IntSet i(temp, arrSize + setAdd.getSize());
Here you are constructing an IntSet with this array. In fact the constructor simply changes a member pointer to the value of temp:
IntSet(int arr[], int size) {
arrPtr = arr;
arrSize = size;
}
As a result, since the lifetime of the object that temp and consequently also i.arrPtr is pointing to ends after leaving join, you will have a wild pointer. Dereferencing this pointer later in main invokes undefined behavior.
You need to allocate the array dynamically with new[] and delete it later with delete[]. The same goes for your constructors. Also note that if you use new[] in join and delete[] in the destructor, then you also have to make sure that the copy constructor actually copies the array (create new array with new[] and copy contents). If you simply assign the pointer then both the source and destination object will point to the same array and they will also both try to delete it at deconstruction, again invoking undefined behaviour.
But since this C++, you might as well use a std::vector which does all of this for you. (or std::set if you actually want a integer set)

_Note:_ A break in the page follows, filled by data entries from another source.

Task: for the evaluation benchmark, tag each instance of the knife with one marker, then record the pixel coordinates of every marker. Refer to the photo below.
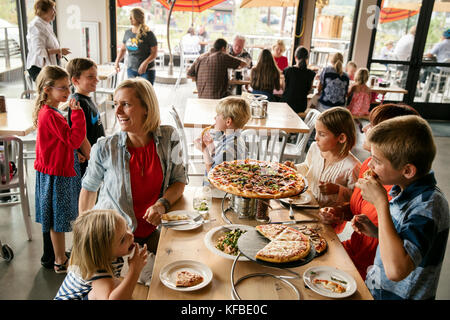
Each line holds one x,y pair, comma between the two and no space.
294,221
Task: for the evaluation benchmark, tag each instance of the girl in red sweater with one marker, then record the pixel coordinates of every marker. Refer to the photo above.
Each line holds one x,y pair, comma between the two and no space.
58,181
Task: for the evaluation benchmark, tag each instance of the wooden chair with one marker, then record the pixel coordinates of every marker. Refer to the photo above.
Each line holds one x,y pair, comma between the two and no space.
187,157
13,151
297,151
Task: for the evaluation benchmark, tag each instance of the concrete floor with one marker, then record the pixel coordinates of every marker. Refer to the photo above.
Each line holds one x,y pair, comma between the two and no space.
23,278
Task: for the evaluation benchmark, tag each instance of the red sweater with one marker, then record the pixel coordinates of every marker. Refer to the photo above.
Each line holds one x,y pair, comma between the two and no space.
56,141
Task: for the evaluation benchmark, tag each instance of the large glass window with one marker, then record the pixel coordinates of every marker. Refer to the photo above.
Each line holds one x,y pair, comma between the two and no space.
332,30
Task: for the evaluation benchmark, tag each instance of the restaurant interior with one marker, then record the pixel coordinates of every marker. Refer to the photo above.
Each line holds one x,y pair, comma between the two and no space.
359,29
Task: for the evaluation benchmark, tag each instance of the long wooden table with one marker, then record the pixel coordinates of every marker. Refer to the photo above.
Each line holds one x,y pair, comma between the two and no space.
18,118
200,113
189,245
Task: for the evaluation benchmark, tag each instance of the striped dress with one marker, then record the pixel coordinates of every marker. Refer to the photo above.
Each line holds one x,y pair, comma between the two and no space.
75,287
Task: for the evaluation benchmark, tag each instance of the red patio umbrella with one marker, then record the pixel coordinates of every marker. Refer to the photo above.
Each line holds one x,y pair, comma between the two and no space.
394,14
184,5
190,5
122,3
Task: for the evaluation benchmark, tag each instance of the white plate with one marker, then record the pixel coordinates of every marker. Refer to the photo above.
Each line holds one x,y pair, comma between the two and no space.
304,198
214,234
168,274
191,215
325,273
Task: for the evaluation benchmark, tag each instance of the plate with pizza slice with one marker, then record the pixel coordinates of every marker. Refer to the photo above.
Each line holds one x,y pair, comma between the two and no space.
277,246
329,282
186,275
222,240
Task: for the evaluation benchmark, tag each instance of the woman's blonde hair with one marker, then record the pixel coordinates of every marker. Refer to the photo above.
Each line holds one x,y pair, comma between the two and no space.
94,232
339,120
46,78
238,109
143,90
138,14
280,44
362,75
337,61
41,7
265,75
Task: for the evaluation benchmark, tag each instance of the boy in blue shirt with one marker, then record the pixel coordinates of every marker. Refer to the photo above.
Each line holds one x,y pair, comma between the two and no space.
413,227
222,142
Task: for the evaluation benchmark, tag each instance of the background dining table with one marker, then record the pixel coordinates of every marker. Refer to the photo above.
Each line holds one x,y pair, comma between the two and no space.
18,118
175,245
200,113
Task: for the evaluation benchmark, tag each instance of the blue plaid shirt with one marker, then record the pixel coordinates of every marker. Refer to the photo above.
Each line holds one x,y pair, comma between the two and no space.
421,217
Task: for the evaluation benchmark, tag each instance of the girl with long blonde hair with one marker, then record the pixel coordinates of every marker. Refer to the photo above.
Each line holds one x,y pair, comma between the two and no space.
100,240
58,179
142,47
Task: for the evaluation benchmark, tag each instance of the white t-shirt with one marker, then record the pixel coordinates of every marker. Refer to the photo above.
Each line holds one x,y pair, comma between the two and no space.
343,173
41,37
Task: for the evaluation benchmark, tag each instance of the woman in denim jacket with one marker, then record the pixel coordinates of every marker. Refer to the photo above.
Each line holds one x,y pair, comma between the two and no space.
139,170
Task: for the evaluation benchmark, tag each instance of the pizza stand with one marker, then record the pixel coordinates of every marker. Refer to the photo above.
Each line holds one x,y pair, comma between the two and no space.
249,243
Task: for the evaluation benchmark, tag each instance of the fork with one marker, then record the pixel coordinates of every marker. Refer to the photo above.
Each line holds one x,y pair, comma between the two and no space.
291,212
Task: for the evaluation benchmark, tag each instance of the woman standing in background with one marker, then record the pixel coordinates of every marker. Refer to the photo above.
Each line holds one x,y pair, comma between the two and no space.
43,46
142,47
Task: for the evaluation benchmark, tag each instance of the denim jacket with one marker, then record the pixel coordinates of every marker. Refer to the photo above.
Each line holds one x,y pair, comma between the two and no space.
109,164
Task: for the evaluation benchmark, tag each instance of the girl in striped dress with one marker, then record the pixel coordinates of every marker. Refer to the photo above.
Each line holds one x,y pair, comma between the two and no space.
330,168
100,240
58,181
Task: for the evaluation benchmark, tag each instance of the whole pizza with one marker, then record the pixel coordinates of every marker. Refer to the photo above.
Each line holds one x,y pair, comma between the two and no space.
256,179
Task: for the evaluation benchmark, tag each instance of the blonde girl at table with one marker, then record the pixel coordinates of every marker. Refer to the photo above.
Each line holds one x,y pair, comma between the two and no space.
138,170
101,238
330,168
58,180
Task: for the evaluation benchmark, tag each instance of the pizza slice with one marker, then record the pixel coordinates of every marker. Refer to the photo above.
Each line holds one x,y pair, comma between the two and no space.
270,231
319,242
330,285
186,278
174,217
291,234
284,251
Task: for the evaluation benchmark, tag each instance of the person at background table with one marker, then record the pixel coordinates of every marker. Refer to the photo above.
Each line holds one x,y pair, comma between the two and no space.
413,226
333,86
142,47
210,71
362,248
298,81
138,170
223,141
278,49
387,51
83,74
265,76
101,238
440,52
359,94
237,50
330,168
57,168
351,69
203,35
190,42
43,46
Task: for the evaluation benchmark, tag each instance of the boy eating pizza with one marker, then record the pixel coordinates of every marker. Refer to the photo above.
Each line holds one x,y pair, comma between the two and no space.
413,227
222,142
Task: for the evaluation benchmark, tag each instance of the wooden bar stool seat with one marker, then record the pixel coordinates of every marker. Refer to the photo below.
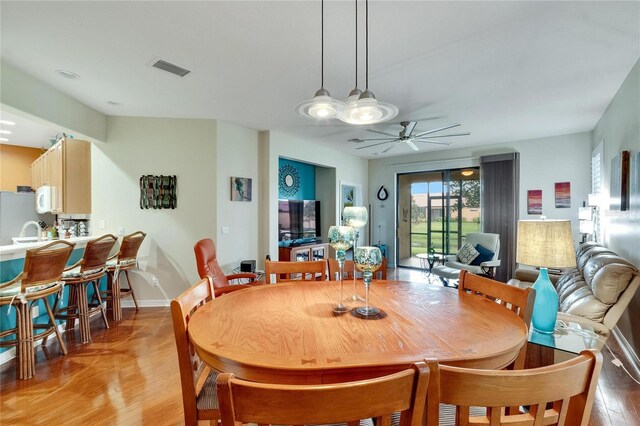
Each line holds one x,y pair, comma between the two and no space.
123,261
86,272
40,278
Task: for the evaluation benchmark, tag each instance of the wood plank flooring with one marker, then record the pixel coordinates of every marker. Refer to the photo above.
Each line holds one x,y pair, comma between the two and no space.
128,375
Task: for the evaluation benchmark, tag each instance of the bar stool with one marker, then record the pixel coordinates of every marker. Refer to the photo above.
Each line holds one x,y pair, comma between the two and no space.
122,261
40,278
87,271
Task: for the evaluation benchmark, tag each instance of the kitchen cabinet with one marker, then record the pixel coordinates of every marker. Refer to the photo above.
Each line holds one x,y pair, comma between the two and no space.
66,167
304,253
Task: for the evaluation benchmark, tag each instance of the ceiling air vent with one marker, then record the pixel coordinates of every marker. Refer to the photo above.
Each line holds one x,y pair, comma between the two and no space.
169,67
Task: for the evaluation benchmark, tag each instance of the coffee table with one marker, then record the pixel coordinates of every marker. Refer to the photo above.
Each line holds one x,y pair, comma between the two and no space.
570,339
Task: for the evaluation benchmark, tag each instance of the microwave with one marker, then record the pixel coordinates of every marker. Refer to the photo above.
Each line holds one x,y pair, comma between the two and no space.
45,199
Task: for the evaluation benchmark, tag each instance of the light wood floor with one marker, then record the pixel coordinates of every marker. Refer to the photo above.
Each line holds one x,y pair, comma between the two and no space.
128,375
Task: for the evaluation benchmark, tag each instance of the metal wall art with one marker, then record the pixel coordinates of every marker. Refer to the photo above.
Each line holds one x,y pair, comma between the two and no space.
158,192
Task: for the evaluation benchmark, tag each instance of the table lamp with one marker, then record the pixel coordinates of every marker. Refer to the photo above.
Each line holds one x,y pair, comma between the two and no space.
356,217
545,244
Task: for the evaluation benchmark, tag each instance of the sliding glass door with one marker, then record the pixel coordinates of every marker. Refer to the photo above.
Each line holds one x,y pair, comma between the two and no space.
436,210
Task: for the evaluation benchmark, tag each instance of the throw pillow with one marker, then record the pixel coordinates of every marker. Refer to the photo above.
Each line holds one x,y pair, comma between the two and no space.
484,256
467,253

The quickest fix with your code is to change
int temp[arrSize + setAdd.getSize()];
into this
int * temp = new int[arrSize + setAdd.getSize()];
The thing is that you allocated temp on the stack, so when join() returns that memory is releases. By allocating memory on the heap (as per the fix) the memory is not released when join() returns.
There are other things wrong with your code -- depending on the point of the assignment. I think most of these will be fixed when you consider the implications of having memory on the heap.